The Art and Alternative Realities of Edward Gorey

            “Edward Gorey was born one hundred years too late and thirty years too early,” began Gregory Hischak, playwright, poet, and curator of the Edward Gorey House in Yarmouth Port.

            Hischak, who lives in Gorey’s house that is now a museum at 8 Strawberry Lane in Yarmouth Port, visited the Mattapoisett Public Library on November 17. Hischak gave a sometimes dark, sometimes funny background check on one of the country’s most imaginative, prolific, and, yes, strange creative forces – the one and only Edward Gorey. Hischak gave Gorey fans and novices alike an inside look into the creative genius of a man whose works are still both familiar and unknown.

            Best known for his art that graces the introduction of the “Masterpiece Mystery!” series, Gorey spent a lifetime observing the world around him and then producing art and literature that was not quite “normal.”

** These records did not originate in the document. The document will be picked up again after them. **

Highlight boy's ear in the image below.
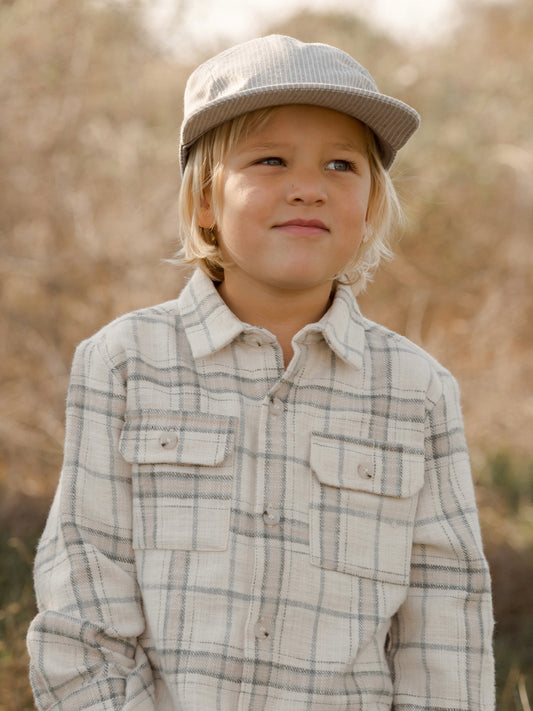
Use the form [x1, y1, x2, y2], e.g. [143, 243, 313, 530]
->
[197, 192, 215, 229]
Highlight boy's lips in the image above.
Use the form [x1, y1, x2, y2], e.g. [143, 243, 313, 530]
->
[275, 219, 329, 234]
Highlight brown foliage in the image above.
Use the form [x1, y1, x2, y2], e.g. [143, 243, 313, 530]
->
[0, 0, 191, 499]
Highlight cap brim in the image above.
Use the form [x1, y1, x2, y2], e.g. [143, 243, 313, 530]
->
[180, 85, 420, 172]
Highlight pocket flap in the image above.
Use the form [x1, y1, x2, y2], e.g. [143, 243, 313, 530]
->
[310, 434, 424, 498]
[119, 411, 235, 466]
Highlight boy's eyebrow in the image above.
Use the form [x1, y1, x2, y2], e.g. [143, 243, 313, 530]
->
[242, 140, 366, 154]
[330, 141, 367, 155]
[242, 141, 287, 152]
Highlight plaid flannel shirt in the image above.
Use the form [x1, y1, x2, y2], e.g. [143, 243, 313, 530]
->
[27, 269, 495, 710]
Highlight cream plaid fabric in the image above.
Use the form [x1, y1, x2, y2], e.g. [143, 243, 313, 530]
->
[27, 269, 495, 710]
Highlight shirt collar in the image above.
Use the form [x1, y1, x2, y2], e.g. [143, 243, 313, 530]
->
[300, 282, 365, 369]
[178, 270, 245, 359]
[178, 270, 365, 369]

            Gorey grew up an only child to parents who divorced when he was young. Before the breakup, his family moved an astounding 13 times in two years. For a child that wanted and probably needed routine, this was problematic for the young Gorey. At an astoundingly early age, less than two, he was drawing and creating, albeit crudely, to be sure. His earliest works, all saved by his mother who “threw nothing away,” Hischak said, shows a mind fixed on repetition and patterns.

            In Gorey’s early years there were trips to Cuba and Canada, schooling at an institute that specialized in the arts, and mother who was apparently tolerant of her son’s lackadaisical academic performance. Gorey was given all the tools necessary to excel at whatever he chose to pursue. He graduated from Harvard with a degree in French literature, but it was art first and foremost that framed his life and gave it meaning.

            Hischak said that Gorey’s fascination with Asian and French artistic styles, along with a deep appreciation for the work of Lewis Carroll and the writings of Victor Hugo, which influenced his artistic output.

            “His style made people think he was born in the nineteenth century,” said Hischak. But Gorey was born in Chicago in 1925, not England in the 1800’s in spite of his many ink drawings depicting Edwardian and Victorian imagery.

            The precision of Gorey’s illustrations is magnificent. There are people in fur coats, elaborate evening attire, and most in elegant settings. But all are dealing with some sort of unknown threat as if at any moment death will come calling and it will be horrific – or humorous.

            Hischak pointed out that we, the viewer, oftentimes will read one of Gorey’s many graphic novels and laugh at the situations his characters find themselves dealing with, like children being eaten alive, thrown downstairs, drowned, or otherwise dispatched.

            “A is for Amy who fell down the stairs…” Hischak read. But the gore, if you will, is not really illustrated in detail, rather it is suggested. The reader does the rest of the work, Hischak said.

            Gorey was a veteran of WWII and spent most of his wartime at a nerve gas depot. But he was also sent by the Army to learn about Japanese culture as the war expanded in the Pacific. After the war, Gorey settled in New York City where he worked as an illustrator and was heavily influenced by the ballet. Hischak said that Gorey attended some 7,348 performances under the direction of choreographer George Balanchine who he idolized. When Balanchine was no longer associated with the ballet, Gorey stopped going.

            In the 1980s, Gorey purchased the house that is now his museum, located on sweetly-named Strawberry Lane. After repairs and improvements were completed, he filled the home with books – over 20,000 volumes, Hischak said – and, with cats.

            As for the financial success that granted him the latitude to do as he wished, “He was comfortable,” said Hischak. He explained that while there was the occasional windfall, Gorey earned enough to fund his eclectic lifestyle and the animal charities to which he made generous donations.

            Gorey’s sudden death could have been a page out of one of his own novels. A friend returned to the home with a battery Gorey needed, and upon learning the cost, Gorey clasped his chest and fell backward onto the sofa. The friend thought he was being dramatic over the cost of the battery, but Gorey was, in fact, having a fatal heart attack. His ashes were scattered around the grounds of his former home – along with the ashes of his beloved cats – and also scattered in Barnstable Harbor, a place where he spent idyllic summers with his beloved cousins.

            Gorey’s books and drawings are filled to overflowing with breathtaking patterns and strange animals, prune-headed human forms, gray skies, and many iterations of the alphabet where once again children get the wrong end of the stick – or maybe it’s the right end; it’s up to the viewer to decide.

            The Edward Gorey Museum is open for guided tours from April through the end of December, Fridays through Sundays. The Edward Gorey Trust, funded in part by museum revenue, supports animal welfare groups around the globe.